Dumping Pandas DataFrames to SQLite
Pandas DataFrames are great for creating derivative datasets with a minimal amount of code. To top that off, dumping Pandas DataFrames back to SQLite 3 is very straight forward. In this example I'll populate a DataFrame with some CSV data, create a new SQLite 3 database and dump the DataFrame out to that file.
import sqlite3 import pandas connection = sqlite3.connect('trips.db') df = pandas.read_csv('trips.csv', sep=',') df.to_sql('trips', connection, if_exists='append', index=False)
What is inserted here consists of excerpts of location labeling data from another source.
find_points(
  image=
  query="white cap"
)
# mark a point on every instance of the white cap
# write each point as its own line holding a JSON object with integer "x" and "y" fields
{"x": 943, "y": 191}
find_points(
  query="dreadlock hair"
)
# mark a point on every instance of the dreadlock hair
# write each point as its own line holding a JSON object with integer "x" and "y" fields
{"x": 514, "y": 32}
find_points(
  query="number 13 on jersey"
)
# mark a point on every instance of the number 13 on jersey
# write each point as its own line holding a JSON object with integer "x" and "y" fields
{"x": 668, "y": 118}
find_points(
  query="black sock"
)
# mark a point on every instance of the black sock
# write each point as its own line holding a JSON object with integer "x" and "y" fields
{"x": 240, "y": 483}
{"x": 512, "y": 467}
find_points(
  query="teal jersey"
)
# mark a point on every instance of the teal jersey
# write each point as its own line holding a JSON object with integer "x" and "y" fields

SQLite 3 isn't a toy. It's a powerful SQL-language interface enabler. As storage speeds and single core performance in CPUs increase the amount of data that can be sensibly handled within a reasonable time by SQLite 3 continues to grow.
SQLite 3 is also a very good educational tool. If someone is coming from a closed-source data practitioner background and they're trying to get their head around the open source data science world on Linux (or Windows or Mac OS for that matter) then SQLite 3 provides very little friction to that learning experience.
There isn't one database that solves every problem but there are databases that are very good at solving many problems. I certainly consider SQLite 3 to be one of those databases and I see it as a valuable tool in my toolbox.